2. Show that, for any real number $x$, we have: $f ^ { \prime \prime } ( x ) = \frac { 2 \left( 1 - x ^ { 2 } \right) } { \left( x ^ { 2 } + 1 \right) ^ { 2 } }$.
3. Deduce the largest interval on which the function $f$ is convex.

Consider the function $f$ defined on $\mathbb { R }$ by :
$$f ( x ) = \frac { 1 } { 1 + \mathrm { e } ^ { - 3 x } }$$
We denote $\mathscr { C } _ { f }$ its representative curve in an orthogonal coordinate system of the plane. We name A the point with coordinates $\left( 0 ; \frac { 1 } { 2 } \right)$ and B the point with coordinates $\left( 1 ; \frac { 5 } { 4 } \right)$. Below we have drawn the curve $\mathscr { C } _ { f }$ and $\mathscr { T }$ the tangent line to the curve $\mathscr { C } _ { f }$ at the point with abscissa 0.

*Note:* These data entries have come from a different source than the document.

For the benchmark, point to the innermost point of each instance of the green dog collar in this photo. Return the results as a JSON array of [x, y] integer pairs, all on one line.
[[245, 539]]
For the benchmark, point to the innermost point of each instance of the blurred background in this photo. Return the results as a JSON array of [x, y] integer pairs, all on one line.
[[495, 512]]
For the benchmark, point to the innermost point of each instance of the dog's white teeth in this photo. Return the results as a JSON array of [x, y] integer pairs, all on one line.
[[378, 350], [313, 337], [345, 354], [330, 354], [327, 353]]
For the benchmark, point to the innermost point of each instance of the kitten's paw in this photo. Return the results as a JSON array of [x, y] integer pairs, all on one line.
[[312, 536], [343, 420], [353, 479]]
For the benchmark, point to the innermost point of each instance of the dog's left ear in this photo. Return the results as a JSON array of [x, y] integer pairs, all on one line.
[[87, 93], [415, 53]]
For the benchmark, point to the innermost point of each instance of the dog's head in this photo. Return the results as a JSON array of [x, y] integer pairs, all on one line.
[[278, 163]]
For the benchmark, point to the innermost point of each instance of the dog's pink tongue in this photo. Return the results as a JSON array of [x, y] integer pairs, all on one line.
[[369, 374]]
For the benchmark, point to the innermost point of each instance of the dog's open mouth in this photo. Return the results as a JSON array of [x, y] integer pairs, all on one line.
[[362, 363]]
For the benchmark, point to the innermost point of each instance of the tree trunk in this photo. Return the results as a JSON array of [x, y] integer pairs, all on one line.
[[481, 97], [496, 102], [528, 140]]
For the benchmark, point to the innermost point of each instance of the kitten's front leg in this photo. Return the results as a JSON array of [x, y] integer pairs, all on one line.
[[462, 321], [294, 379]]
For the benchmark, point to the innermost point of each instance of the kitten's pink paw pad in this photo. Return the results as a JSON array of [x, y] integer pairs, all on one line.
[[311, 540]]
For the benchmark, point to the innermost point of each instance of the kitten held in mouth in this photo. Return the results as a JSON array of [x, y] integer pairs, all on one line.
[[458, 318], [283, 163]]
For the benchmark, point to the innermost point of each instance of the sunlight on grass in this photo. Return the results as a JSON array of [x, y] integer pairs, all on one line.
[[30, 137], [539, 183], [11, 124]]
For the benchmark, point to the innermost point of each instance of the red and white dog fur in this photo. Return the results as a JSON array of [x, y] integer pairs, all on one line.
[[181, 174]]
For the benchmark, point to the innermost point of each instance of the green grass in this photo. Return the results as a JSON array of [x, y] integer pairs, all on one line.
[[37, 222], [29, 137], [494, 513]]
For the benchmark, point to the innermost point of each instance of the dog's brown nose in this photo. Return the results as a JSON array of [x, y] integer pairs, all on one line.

Part A: graphical readings

In this part, results will be obtained by graphical reading. No justification is required.

1. Determine the reduced equation of the tangent line $\mathscr { T }$.
2. Give the intervals on which the function $f$ appears to be convex or concave.

Part B : study of the function

1. We admit that the function $f$ is differentiable on $\mathbb { R }$.

Determine the expression of its derivative function $f ^ { \prime }$.
2. Justify that the function $f$ is strictly increasing on $\mathbb { R }$.
3. a. Determine the limit at $+ \infty$ of the function $f$. b. Determine the limit at $- \infty$ of the function $f$.
4. Determine the exact value of the solution $\alpha$ of the equation $f ( x ) = 0,99$.

Part C : Tangent line and convexity

1. Determine by calculation an equation of the tangent line $\mathscr { T }$ to the curve $\mathscr { C } _ { f }$ at the point with abscissa 0.

We admit that the function $f$ is twice differentiable on $\mathbb { R }$. We denote $f ^ { \prime \prime }$ the second derivative function of the function $f$. We admit that $f ^ { \prime \prime }$ is defined on $\mathbb { R }$ by:
$$f ^ { \prime \prime } ( x ) = \frac { 9 \mathrm { e } ^ { - 3 x } \left( \mathrm { e } ^ { - 3 x } - 1 \right) } { \left( 1 + \mathrm { e } ^ { - 3 x } \right) ^ { 3 } } .$$

1. Study the sign of the function $f ^ { \prime \prime }$ on $\mathbb { R }$.
2. a. Indicate, by justifying, on which interval(s) the function $f$ is convex. b. What does point A represent for the curve $\mathscr { C } _ { f }$ ? c. Deduce the relative position of the tangent line $\mathscr { T }$ and the curve $\mathscr { C } _ { f }$. Justify the answer.